Breaking from tradition, each content piece now aims to solve a defined user problem. With AI’s impact on SEO, I’ve embraced strategic shifts to make my content more credible and logically structured.
Here are the three strategic rewrites I apply for effective problem-first positioning:

Recognizing target limitations adds credibility to my service offerings, contrasting the generalized advice typically available for free.
The content landscape has radically shifted from information archives to pieces serving individual, extraction-friendly sentences. My approach leverages structured, meaning-rich content that AI systems can confidently source.
Building an LLM-friendly foundation involves familiarizing myself with semantic triples, because AI judges content with a retrieval efficiency that applies across various format types.
So, whether I’m crafting a blog or a product description, explicit headings signal relevance, boosting my content’s retrieval likelihood by 17.54%.
Adopting the citation-bait formula, I begin each paragraph with a direct declarative opening, followed by trimmed-down contextualization and structured evidence—ensuring the content is both extractable and engaging.
In pursuing content harmony between machine readability and human interest, I capitalize on the AI inverted pyramid approach. By positioning narrative transitions after structured answers, I balance AI efficiency with engaging storytelling.

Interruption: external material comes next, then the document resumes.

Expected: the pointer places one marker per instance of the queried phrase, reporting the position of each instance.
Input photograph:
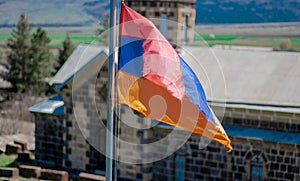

Every part of my content creation—from heading formulation to section structuring—serves a dual purpose: making content AI-retrievable while nurturing human trust and engagement. I constantly refine this synergy, ensuring each piece of content wholly aligns with emerging AI standards.
Ultimately, I strive for a content strategy that doesn’t yet exist, one that will meet evolving needs by balancing the semantic precision AI demands with the rich narratives only human creativity can offer.
Inspired by this post on Search Engine Land.